Union Finance Minister Arun Jaitley today announced no changes to the country’s income tax rate; however the personal income tax exemption limit was raised from Rs 2 lakh to Rs 2.50 lakh.
He also raised 80C exemption limit to Rs 1.5 lakh. This move aimed at boosting household savings. The hike in exemption limit for investments by individuals in financial instruments to Rs 1.5 lakh would come as a sigh of relief for the salaried class blatting high inflation. Presently the investments and expenditures up to a combined limit of Rs 1 lakh get exemptions under Sections 80C, 80CC and 80CCC of the Income-Tax Act.
Investments under 80C up in popular tax saving instruments such as the public provident fund, national savings scheme, unit-linked insurance plans and equity-linked savings schemes are not taxed up to the allowed threshold.
Section 80C was introduced by the UPA government in 2005-06 with a limit of Rs 1 lakh, which was not revised since.
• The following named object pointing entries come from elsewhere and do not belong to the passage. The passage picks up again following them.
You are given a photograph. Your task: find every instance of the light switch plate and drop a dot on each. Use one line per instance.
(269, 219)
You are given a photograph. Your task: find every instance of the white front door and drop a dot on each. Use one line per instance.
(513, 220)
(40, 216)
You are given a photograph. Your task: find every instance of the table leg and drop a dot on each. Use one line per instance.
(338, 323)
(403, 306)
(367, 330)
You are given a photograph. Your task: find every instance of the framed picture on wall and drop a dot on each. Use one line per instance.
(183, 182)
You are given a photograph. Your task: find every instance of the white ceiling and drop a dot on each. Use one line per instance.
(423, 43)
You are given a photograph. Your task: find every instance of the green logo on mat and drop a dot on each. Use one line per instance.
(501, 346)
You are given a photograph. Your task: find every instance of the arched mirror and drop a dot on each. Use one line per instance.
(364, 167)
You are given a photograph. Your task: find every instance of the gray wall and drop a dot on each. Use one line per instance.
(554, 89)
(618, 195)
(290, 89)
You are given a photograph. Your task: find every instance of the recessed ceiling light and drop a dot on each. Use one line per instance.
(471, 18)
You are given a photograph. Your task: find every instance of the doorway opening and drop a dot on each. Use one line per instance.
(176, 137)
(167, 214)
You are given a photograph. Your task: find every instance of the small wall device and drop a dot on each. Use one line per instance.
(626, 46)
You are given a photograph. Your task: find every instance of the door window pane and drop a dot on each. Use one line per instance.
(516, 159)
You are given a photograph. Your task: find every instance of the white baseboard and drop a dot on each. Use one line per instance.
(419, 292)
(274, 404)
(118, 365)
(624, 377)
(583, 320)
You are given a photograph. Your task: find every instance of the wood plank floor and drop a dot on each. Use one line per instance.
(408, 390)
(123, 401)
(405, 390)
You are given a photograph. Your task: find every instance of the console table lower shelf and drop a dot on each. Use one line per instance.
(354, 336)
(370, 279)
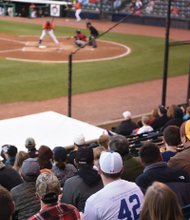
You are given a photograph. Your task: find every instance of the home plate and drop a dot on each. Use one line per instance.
(42, 46)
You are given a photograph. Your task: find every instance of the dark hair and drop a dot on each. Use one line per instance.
(113, 175)
(11, 150)
(45, 157)
(59, 154)
(178, 112)
(50, 198)
(150, 153)
(172, 135)
(84, 156)
(88, 23)
(6, 204)
(119, 144)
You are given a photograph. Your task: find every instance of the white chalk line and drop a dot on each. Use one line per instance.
(127, 52)
(11, 50)
(11, 40)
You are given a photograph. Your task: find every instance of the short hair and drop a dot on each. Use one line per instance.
(160, 203)
(6, 204)
(145, 119)
(45, 157)
(104, 140)
(150, 153)
(97, 152)
(20, 157)
(172, 135)
(119, 144)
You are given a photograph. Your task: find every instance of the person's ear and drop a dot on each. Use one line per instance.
(37, 195)
(99, 170)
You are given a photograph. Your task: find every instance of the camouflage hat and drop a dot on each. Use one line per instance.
(47, 183)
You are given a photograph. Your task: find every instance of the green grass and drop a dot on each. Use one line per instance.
(21, 81)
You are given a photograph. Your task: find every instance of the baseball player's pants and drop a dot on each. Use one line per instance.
(77, 14)
(80, 43)
(51, 34)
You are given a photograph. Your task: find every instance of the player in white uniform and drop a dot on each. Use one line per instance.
(119, 199)
(48, 29)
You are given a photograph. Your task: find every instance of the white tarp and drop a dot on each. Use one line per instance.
(47, 128)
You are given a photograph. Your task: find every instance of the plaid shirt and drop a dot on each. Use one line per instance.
(60, 211)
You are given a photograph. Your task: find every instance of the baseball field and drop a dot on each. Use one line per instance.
(29, 73)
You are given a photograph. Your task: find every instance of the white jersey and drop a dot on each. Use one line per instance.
(117, 200)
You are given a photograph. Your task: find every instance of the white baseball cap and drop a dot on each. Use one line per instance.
(79, 139)
(127, 115)
(110, 162)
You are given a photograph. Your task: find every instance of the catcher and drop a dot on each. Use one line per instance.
(80, 39)
(48, 29)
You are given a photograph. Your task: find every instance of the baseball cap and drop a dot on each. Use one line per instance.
(110, 162)
(127, 115)
(30, 143)
(187, 129)
(162, 109)
(30, 167)
(84, 156)
(47, 183)
(79, 140)
(11, 150)
(59, 154)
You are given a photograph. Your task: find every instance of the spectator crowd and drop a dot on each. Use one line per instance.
(103, 180)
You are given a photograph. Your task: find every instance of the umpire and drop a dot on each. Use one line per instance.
(93, 34)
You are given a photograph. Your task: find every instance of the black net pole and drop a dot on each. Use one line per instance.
(166, 55)
(70, 85)
(188, 87)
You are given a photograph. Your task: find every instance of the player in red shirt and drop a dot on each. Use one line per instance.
(78, 10)
(47, 28)
(80, 39)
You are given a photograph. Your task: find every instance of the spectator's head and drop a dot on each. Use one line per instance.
(30, 143)
(150, 154)
(84, 157)
(110, 165)
(160, 203)
(7, 206)
(178, 112)
(78, 32)
(154, 113)
(60, 157)
(119, 144)
(79, 141)
(3, 149)
(9, 150)
(45, 157)
(185, 132)
(170, 111)
(48, 23)
(97, 152)
(172, 136)
(88, 24)
(20, 157)
(188, 111)
(104, 140)
(48, 188)
(162, 110)
(145, 120)
(30, 170)
(127, 115)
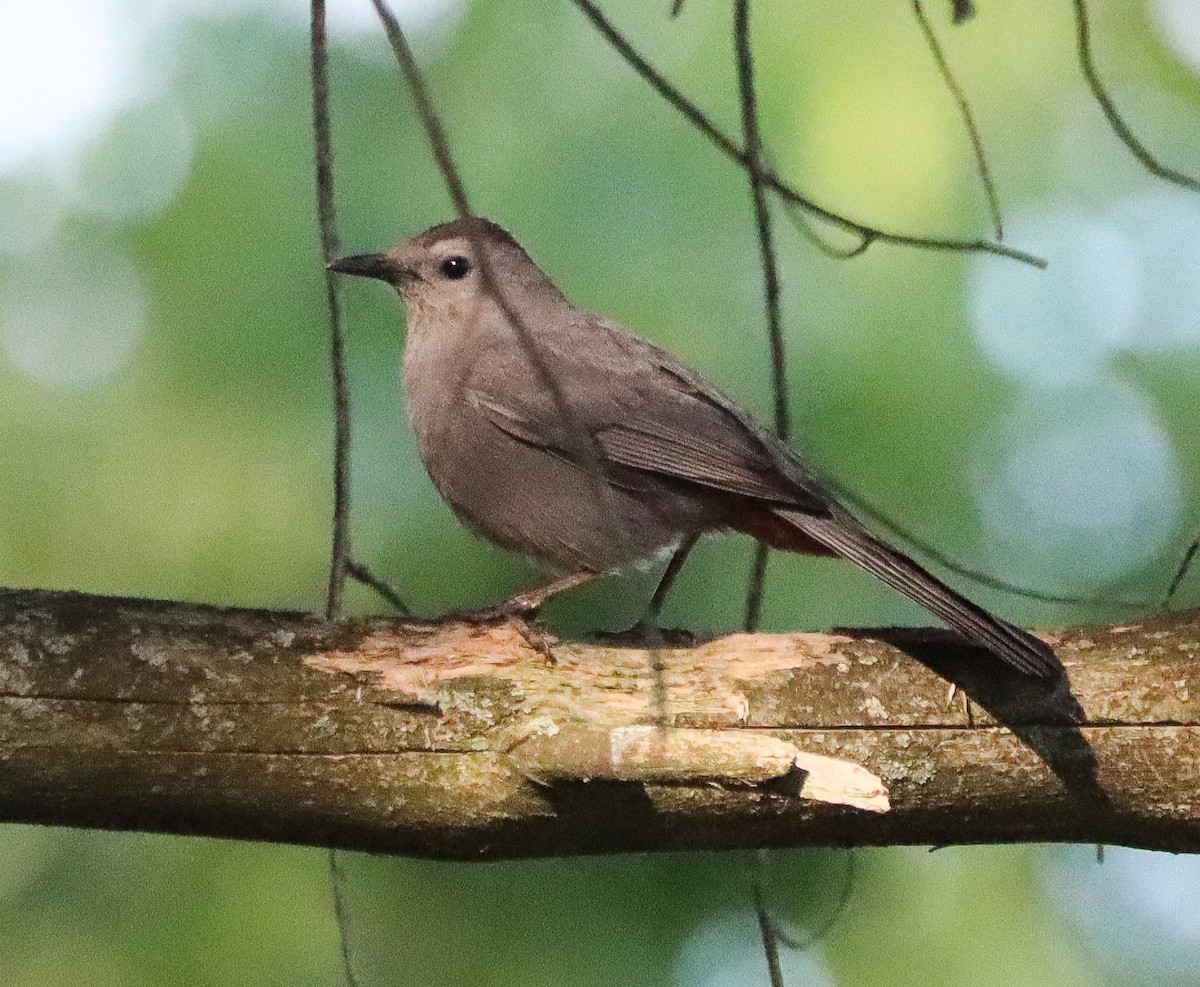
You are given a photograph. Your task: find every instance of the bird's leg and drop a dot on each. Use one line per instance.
(647, 629)
(649, 622)
(531, 600)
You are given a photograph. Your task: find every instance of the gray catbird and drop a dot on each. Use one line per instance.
(562, 436)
While presenting the National Democratic Alliance government’s first Budget in office, Jaitley increased tax exemption limit to Rs 3 lakh for senior citizens.
Exemption on payment of income tax on interest paid on loans for self occupied houses was also raised to Rs 2 lakh from Rs 1.5 lakh. No changes were made to surcharge rates for direct tax and education cess for all tax payers including corporates remains at 3 percent.
During the run-up to the elections, both prime minister Narendra Modi and finance minister Jaitley had spoken about the need to “rationalize” taxes in the country even though the party’s manifesto had stayed away from providing a specific view on the income tax structure.